I'm not a lawyer, but I've been through this and dozens of my friends are going through this right now. My advice to anyone in this position is: get the letter of reversion from the publisher or send the publisher a 30-day notice. If possible, talk to an entertainment lawyer who knows book contracts.

My agent said it was vital to get the letter of reversion if I wanted another publisher to look at Whale Song. Now Whale Song is in negotiations for a major motion picture and a 3rd print edition. So believe me when I say, having your book's rights revert back to you isn't all bad. In my case, it was the best thing in the world. :-)

~Cheryl Kaye Tardif
http://www.cherylktardif.com

7 comments:

Karen said...

Hi, Cheryl,
Rights to my first book have reverted to me because my publisher is struggling in this economy. I have a letter, with the publisher's signature, reassigning rights to me. I still have a contract with this publisher, however, which contains a clause specifying that they have first right of refusal on my next manuscript. I'd prefer to find another publisher, especially since my current publisher is barely keeping its nose above water. Do I need an intellectual property lawyer to help me void the contract? Or is there another way to avoid publishing with them?

Thanks,
Karen

carl brookins said...

Thanks!
Wise words that every author ought to follow. Yes sometimes it takes a long time for the publisher to respond. Going forward, be sure your next contract contains explicit language regarding the possibility of rights reversion.

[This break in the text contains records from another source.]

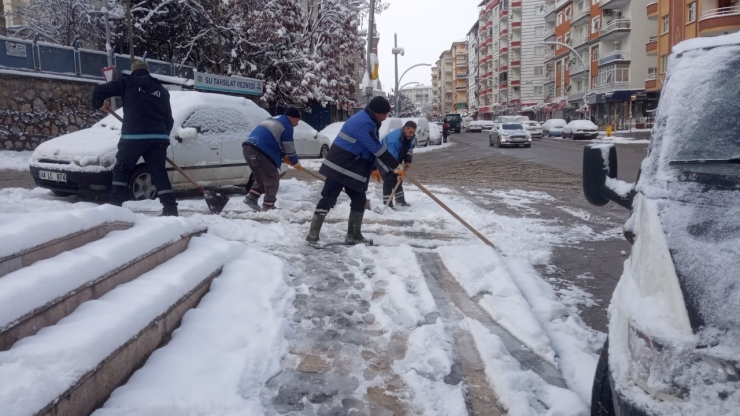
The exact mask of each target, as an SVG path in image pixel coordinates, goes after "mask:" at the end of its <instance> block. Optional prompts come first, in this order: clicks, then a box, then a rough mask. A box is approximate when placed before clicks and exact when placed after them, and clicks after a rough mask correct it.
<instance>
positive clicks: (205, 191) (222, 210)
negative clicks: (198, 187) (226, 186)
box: [203, 189, 229, 214]
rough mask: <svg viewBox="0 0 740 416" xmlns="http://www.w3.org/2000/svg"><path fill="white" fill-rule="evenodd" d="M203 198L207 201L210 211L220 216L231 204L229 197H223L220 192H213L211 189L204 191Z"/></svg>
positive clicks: (223, 195)
mask: <svg viewBox="0 0 740 416" xmlns="http://www.w3.org/2000/svg"><path fill="white" fill-rule="evenodd" d="M203 196H204V197H205V199H206V204H207V205H208V210H210V211H211V213H212V214H220V213H221V211H223V210H224V207H225V206H226V203H227V202H229V197H228V196H226V195H223V194H222V193H220V192H214V191H211V190H209V189H205V190H204V192H203Z"/></svg>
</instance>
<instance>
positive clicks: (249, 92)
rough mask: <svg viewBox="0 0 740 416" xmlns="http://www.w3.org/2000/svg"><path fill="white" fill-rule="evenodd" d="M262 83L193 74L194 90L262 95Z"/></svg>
mask: <svg viewBox="0 0 740 416" xmlns="http://www.w3.org/2000/svg"><path fill="white" fill-rule="evenodd" d="M262 85H263V82H262V80H260V79H253V78H242V77H226V76H223V75H213V74H206V73H203V72H196V73H195V89H196V90H206V91H218V92H226V93H231V94H242V95H262Z"/></svg>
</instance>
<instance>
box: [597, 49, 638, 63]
mask: <svg viewBox="0 0 740 416" xmlns="http://www.w3.org/2000/svg"><path fill="white" fill-rule="evenodd" d="M630 58H631V54H630V51H614V52H610V53H608V54H606V55H604V56H602V57H601V58H599V65H606V64H608V63H611V62H617V61H629V60H630Z"/></svg>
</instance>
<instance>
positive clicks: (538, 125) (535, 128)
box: [522, 121, 542, 139]
mask: <svg viewBox="0 0 740 416" xmlns="http://www.w3.org/2000/svg"><path fill="white" fill-rule="evenodd" d="M522 125H523V126H524V128H525V129H527V131H528V132H529V135H530V136H532V138H535V137H536V138H539V139H541V138H542V126H540V123H538V122H536V121H522Z"/></svg>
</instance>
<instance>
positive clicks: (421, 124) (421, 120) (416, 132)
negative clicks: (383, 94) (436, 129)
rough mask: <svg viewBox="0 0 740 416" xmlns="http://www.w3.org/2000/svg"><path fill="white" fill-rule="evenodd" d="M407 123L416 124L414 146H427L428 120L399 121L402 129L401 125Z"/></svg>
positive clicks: (427, 141) (411, 119)
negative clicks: (407, 122)
mask: <svg viewBox="0 0 740 416" xmlns="http://www.w3.org/2000/svg"><path fill="white" fill-rule="evenodd" d="M407 121H413V122H414V123H416V146H417V147H426V146H429V120H427V119H425V118H404V119H401V126H402V127H403V124H406V122H407Z"/></svg>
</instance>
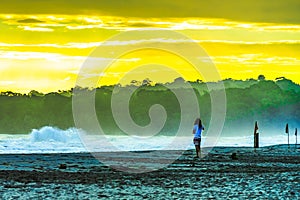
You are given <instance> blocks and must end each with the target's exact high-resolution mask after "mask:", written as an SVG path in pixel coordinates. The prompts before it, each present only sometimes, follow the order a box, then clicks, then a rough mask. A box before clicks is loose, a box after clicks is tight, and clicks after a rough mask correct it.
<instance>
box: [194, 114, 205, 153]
mask: <svg viewBox="0 0 300 200" xmlns="http://www.w3.org/2000/svg"><path fill="white" fill-rule="evenodd" d="M203 130H204V126H203V125H202V122H201V119H200V118H197V119H196V120H195V123H194V128H193V134H194V145H195V148H196V157H197V158H201V147H200V146H201V133H202V131H203Z"/></svg>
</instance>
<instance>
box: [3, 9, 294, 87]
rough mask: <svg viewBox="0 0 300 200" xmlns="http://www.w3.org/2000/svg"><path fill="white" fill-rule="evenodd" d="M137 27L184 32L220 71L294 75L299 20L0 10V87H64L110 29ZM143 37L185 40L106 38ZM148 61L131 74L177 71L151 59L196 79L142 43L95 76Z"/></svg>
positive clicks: (122, 29)
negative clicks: (247, 18) (162, 68)
mask: <svg viewBox="0 0 300 200" xmlns="http://www.w3.org/2000/svg"><path fill="white" fill-rule="evenodd" d="M140 28H162V29H167V30H173V31H177V32H179V33H182V34H184V35H186V36H187V37H189V38H191V39H192V40H194V41H195V42H197V43H198V44H199V45H201V46H202V47H203V48H204V49H205V50H206V52H207V54H208V55H209V56H210V58H211V59H212V61H213V62H214V64H215V65H216V67H217V68H218V70H219V72H220V75H221V78H222V79H225V78H233V79H247V78H257V76H258V75H260V74H264V75H265V76H266V77H267V79H273V80H274V79H275V78H277V77H282V76H285V77H286V78H288V79H291V80H293V81H294V82H296V83H300V78H299V77H300V72H299V66H300V53H299V45H300V25H299V24H289V23H276V24H275V23H271V22H246V21H240V20H239V21H235V20H232V19H225V18H224V19H223V18H200V17H198V18H197V17H193V18H188V17H182V18H171V17H164V18H142V17H122V16H113V15H112V16H108V15H105V16H101V15H94V16H93V15H89V16H87V15H78V16H77V15H61V14H43V15H34V14H27V15H26V14H25V15H24V14H13V13H12V14H2V15H0V63H1V65H0V91H7V90H12V91H17V92H28V91H30V90H32V89H35V90H39V91H42V92H50V91H57V90H62V89H70V88H72V87H74V86H75V82H76V78H77V75H78V72H79V70H80V67H81V66H82V65H83V63H84V61H85V60H86V58H87V56H89V54H90V53H91V52H92V51H93V50H94V49H95V48H96V47H98V46H99V45H102V44H103V42H104V41H105V40H107V39H108V38H110V37H112V36H114V35H116V34H119V33H121V32H123V31H127V30H134V29H140ZM145 42H167V43H174V44H176V45H177V44H178V45H180V44H183V43H184V42H186V41H176V40H173V39H171V38H160V39H158V40H156V41H139V40H130V41H111V42H109V43H107V44H106V45H111V46H115V47H118V46H122V45H136V44H143V43H145ZM104 59H110V58H104ZM151 64H152V67H153V70H152V72H153V74H152V75H151V74H149V73H150V72H149V70H150V69H151V67H148V68H147V70H148V71H147V70H146V68H144V69H145V70H146V71H147V73H143V70H140V71H139V70H137V71H136V72H135V73H133V74H135V75H134V76H132V77H131V76H130V78H135V79H136V80H138V79H139V80H143V79H145V78H150V79H153V81H154V82H166V81H171V80H172V79H174V78H176V77H175V74H172V75H169V76H168V74H169V71H168V70H166V71H164V70H162V71H159V67H158V65H164V66H169V67H170V68H173V69H176V70H178V71H179V72H180V73H181V74H182V75H183V76H184V78H185V79H186V80H196V79H203V77H201V76H200V75H199V76H198V75H197V74H196V73H194V72H193V71H192V70H186V69H191V67H188V66H187V65H188V64H187V63H185V62H184V61H183V60H180V58H178V57H174V56H172V55H169V54H165V53H163V52H152V51H147V50H145V51H139V52H135V53H133V54H130V55H127V56H125V57H122V58H119V60H118V59H117V60H116V61H115V62H114V63H113V65H112V66H111V68H110V69H109V71H107V72H105V73H104V74H98V75H97V76H99V77H101V85H105V84H115V83H117V82H119V80H120V79H121V78H122V77H123V76H124V75H125V74H126V72H127V71H128V70H130V69H134V68H137V67H138V66H145V65H149V66H150V65H151ZM150 71H151V70H150ZM159 74H160V75H159ZM195 74H196V75H195ZM123 81H124V80H123ZM128 81H129V80H127V82H128ZM208 81H209V80H208Z"/></svg>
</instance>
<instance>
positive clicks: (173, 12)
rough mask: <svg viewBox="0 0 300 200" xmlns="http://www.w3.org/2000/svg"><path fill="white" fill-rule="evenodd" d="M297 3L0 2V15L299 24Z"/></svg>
mask: <svg viewBox="0 0 300 200" xmlns="http://www.w3.org/2000/svg"><path fill="white" fill-rule="evenodd" d="M299 7H300V1H298V0H285V1H283V0H280V1H262V0H243V1H239V0H224V1H220V0H210V1H199V0H189V1H182V0H160V1H159V2H154V1H153V0H144V1H143V2H142V3H141V1H140V0H127V1H126V3H123V2H122V1H111V0H103V1H94V0H85V1H84V2H83V1H82V0H73V1H61V0H45V1H36V0H27V1H24V0H13V1H12V0H2V1H1V7H0V13H4V14H47V15H49V14H50V15H57V14H64V15H96V16H97V15H98V16H104V15H106V16H124V17H137V18H175V17H178V18H190V17H195V18H225V19H230V20H234V21H248V22H267V23H294V24H299V23H300V12H299Z"/></svg>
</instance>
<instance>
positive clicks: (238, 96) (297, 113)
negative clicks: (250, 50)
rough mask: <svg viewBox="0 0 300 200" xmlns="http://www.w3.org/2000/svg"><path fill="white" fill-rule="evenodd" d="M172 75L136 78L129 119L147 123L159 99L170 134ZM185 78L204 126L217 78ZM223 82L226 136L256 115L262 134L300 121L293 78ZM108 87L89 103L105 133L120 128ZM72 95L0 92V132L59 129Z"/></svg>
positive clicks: (175, 117) (138, 123)
mask: <svg viewBox="0 0 300 200" xmlns="http://www.w3.org/2000/svg"><path fill="white" fill-rule="evenodd" d="M178 81H182V80H179V79H176V80H175V81H174V82H173V83H167V84H156V85H151V82H150V81H145V82H142V83H141V87H139V88H138V89H137V90H136V91H135V94H136V95H133V96H132V98H131V101H130V111H131V116H132V117H133V119H134V121H135V122H136V123H137V124H139V125H147V124H148V123H149V120H150V119H149V116H148V111H149V108H150V107H151V105H153V104H161V105H163V106H164V107H165V109H166V111H167V114H168V119H167V122H166V124H165V127H164V128H163V130H162V133H163V134H171V135H172V134H175V133H176V131H177V128H178V126H179V122H180V114H181V113H180V107H179V103H178V100H177V99H176V97H175V95H174V94H173V93H172V92H171V90H170V89H168V87H169V88H170V87H171V88H176V87H177V85H178ZM134 83H136V82H134ZM190 83H191V85H192V86H193V88H194V89H195V90H196V91H198V94H197V96H198V100H199V105H200V109H201V118H202V119H203V122H204V124H206V125H207V126H208V125H209V121H210V116H211V113H210V107H211V105H210V94H209V92H208V89H207V88H208V87H207V85H209V87H214V86H215V85H218V84H220V83H203V82H201V81H197V82H190ZM223 84H224V86H225V88H226V97H227V115H226V122H225V126H224V133H223V134H225V135H228V136H229V135H234V134H242V133H245V132H249V133H250V134H251V133H252V131H253V130H252V129H253V124H254V121H258V122H259V124H260V126H261V127H263V130H264V131H265V132H267V133H268V134H272V133H273V132H274V130H276V131H277V132H283V127H284V126H285V124H286V123H290V124H291V126H292V127H300V126H299V125H300V86H299V85H298V84H295V83H293V82H292V81H290V80H288V79H285V78H283V77H282V78H279V79H277V80H276V81H267V80H264V79H261V80H254V79H250V80H247V81H238V80H232V79H227V80H224V81H223ZM166 86H168V87H166ZM118 87H120V86H118ZM137 87H138V86H137V85H134V84H132V85H130V86H126V87H124V88H125V89H128V90H132V89H136V88H137ZM216 88H217V87H216ZM113 89H114V87H113V86H104V87H101V88H97V89H96V105H95V107H96V111H97V116H98V119H99V120H100V122H101V125H102V127H103V128H104V129H105V131H106V133H109V134H120V133H121V131H120V130H119V129H118V128H117V126H116V124H115V122H114V120H113V118H112V113H111V107H110V106H111V103H110V102H111V94H112V91H113ZM176 89H182V88H176ZM82 90H85V89H82ZM72 95H73V94H72V90H70V91H59V92H56V93H48V94H42V93H39V92H37V91H31V92H30V93H29V94H18V93H13V92H2V93H1V95H0V133H5V134H8V133H29V132H30V131H31V130H32V129H36V128H40V127H43V126H46V125H50V126H56V127H58V128H61V129H66V128H69V127H74V121H73V115H72ZM281 129H282V130H281Z"/></svg>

Cheryl Kaye Tardif, author & marketing coach said...

Karen, thanks for dropping by. I think many of the smaller publishers are struggling right now, and some of the big ones. Regarding the active contract you're still bound by, I'd suggest that you have an entertainment or contract lawyer take a look. They'll know best what to do. The other thing you might want to do is simply ask the publisher if you can take your work elsewhere since you know they're struggling. Again, it's best to get the answer in writing, or at the very least, save your emails from him.

*I'm not a lawyer, so these are just my opinions.

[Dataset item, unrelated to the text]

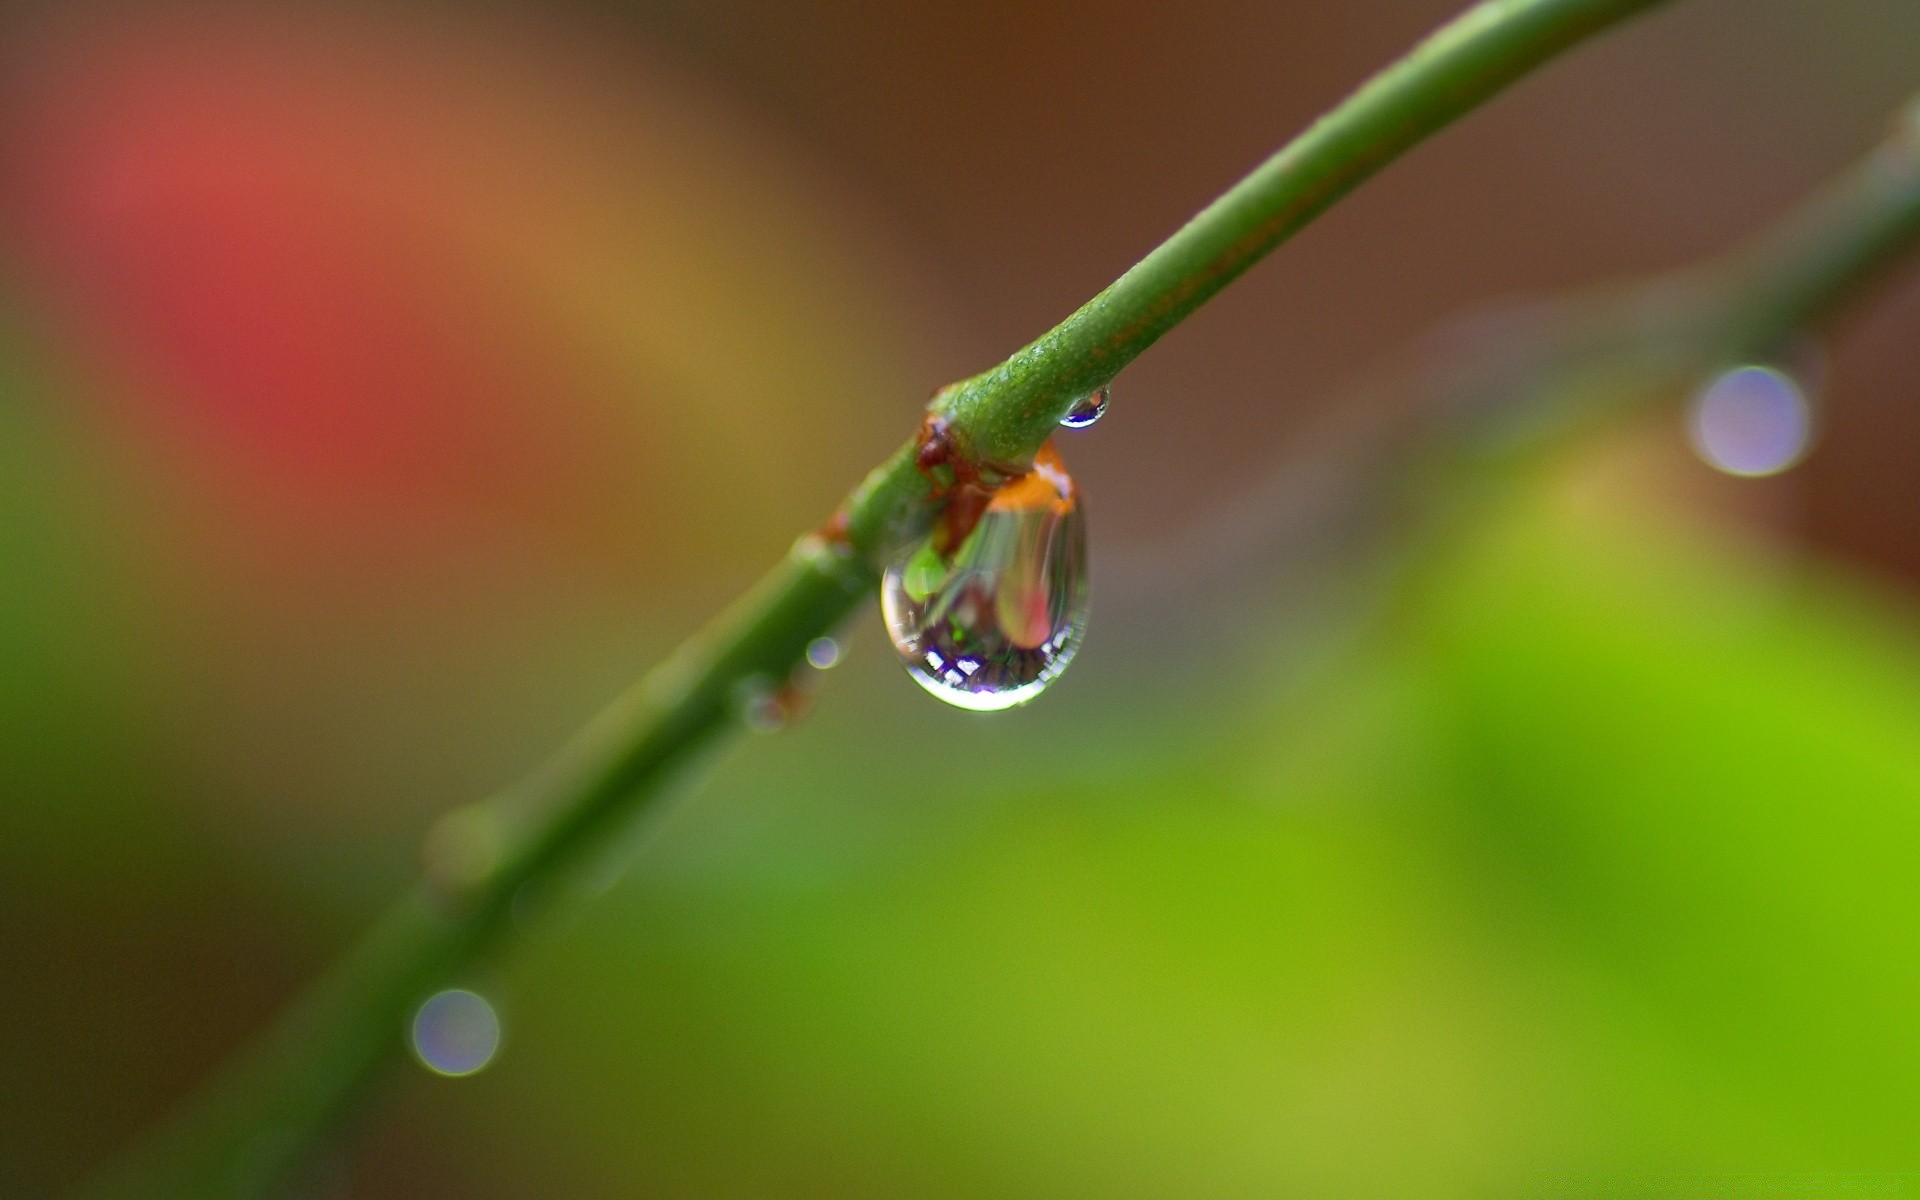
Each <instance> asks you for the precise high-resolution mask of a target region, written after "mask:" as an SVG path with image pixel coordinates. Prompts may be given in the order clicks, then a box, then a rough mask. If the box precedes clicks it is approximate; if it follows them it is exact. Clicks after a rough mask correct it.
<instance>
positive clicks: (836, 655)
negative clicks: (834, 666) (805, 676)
mask: <svg viewBox="0 0 1920 1200" xmlns="http://www.w3.org/2000/svg"><path fill="white" fill-rule="evenodd" d="M806 660H808V662H810V664H814V666H816V668H820V670H826V668H829V666H833V664H835V662H839V641H833V639H831V637H814V639H812V641H808V643H806Z"/></svg>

Cheryl Kaye Tardif, author & marketing coach said...

Great tip about having a clear contract regarding rights reversion, Carl. Thanks for sharing it.

Eric Hammel said...

There's another way. On the assumption that publishers who send contracts late when they want your book will not deign to reply when they no longer want it, I write a reversion request that provides a date-certain, referring to language in the actual contract, on which I will assume the rights have reverted. I am a forty-book author and I have employed this technique at least twenty times without any blowback whatsoever when those books are reissued (usually by me). Again, I cite actual terms in the relevant contract language--written by the publisher.

none said...

Hi Cheryl,

I recently ran across this as I am currently in a situation with an unscrupulous publisher and I am trying to get my rights back.
Do you have any advice if the publisher is refusing to accept certified letters?

Cheryl Tardif said...

If a publisher will not accept certified letters and you cannot serve them personally, it's most likely time to get an entertainment lawyer involved. You best bet is to find one and get proper legal advice.

You can get free legal advice via The Authors Guild if you're a member.

Good luck!! It's a tough ride but worth it if you get your rights back.